Renzi, infatti, ha iniziato il tour di incontri con le altre delegazioni dei partiti presenti in Parlamento, allo scopo di giungere all’indicazione di un nome condiviso, almeno per la quarta votazione, quando sarà necessario il quorum della maggioranza semplice per eleggere il Capo dello Stato.
Orbene, egli ha ricevuto un “niet” esplicito dalla delegazione di Alfano e Casini, che ha espressamente fatto riferimento all'opportunità che il successore di Napolitano abbia un curriculum istituzionale di buon rilievo, escludendo dunque, a-priori, i Ministri del Governo in carica, che sono tutti al primo incarico di un certo prestigio, ad eccezione di Gentiloni, che - comunque - neanche rientra nel prototipo disegnato dall’area centrista.
Pertanto, il Premier ha subìto il primo dissenso circa l’indicazione, che sta per fare: voci di dentro, non smentite, hanno esplicitamente indicato in Delrio il nominativo, che è a cuore al Presidente del Consiglio, visto che il profilo del Sottosegretario di Palazzo Chigi è esaustivo per chi, stando a capo dell'Esecutivo, non intende avere intralci dal futuro inquilino del Quirinale.
Quindi, esclusa in partenza l’opzione di un tecnico, quale poteva essere il Ministro del Tesoro, è ovvio che Renzi debba virare su una personalità importante, che sia stata magari a capo o del Governo o del PD negli anni della Seconda Repubblica.
I nomi, a questo punto, iniziano a restringersi sensibilmente in numero, visto che, fra gli ex-Segretari dei DS, potrebbero essere presi in considerazione Fassino o Veltroni, mentre, fra gli ex-Premier, Monti e Prodi, dal momento che riteniamo fuori gioco D’Alema, che invero non ha i favori dell’attuale leader democratico.

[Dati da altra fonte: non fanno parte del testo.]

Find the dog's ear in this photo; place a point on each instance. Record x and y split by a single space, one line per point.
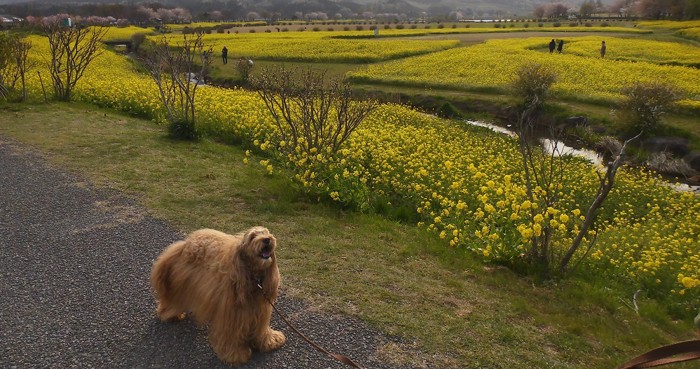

In tale rosa, però, le spine sono maggiori dei petali: infatti, gli ex-comunisti Fassino e Veltroni non sono ben visti dall’intero partito, in primis da chi ha condiviso, con loro, il comune percorso nell’ex-PCI, mentre Monti e Prodi appaiono personalità fin troppo autonome, che in verità non si limiterebbero mai a fare gli scendiletto del Premier o, peggio ancora, mai sarebbero passivamente prodighi agli interessi di Mediaset, la cui tutela verrebbe imposta loro da Berlusconi, qualora il Cavaliere ne fosse – finanche, solo per mera eventualità – lo sponsor dell’elezione.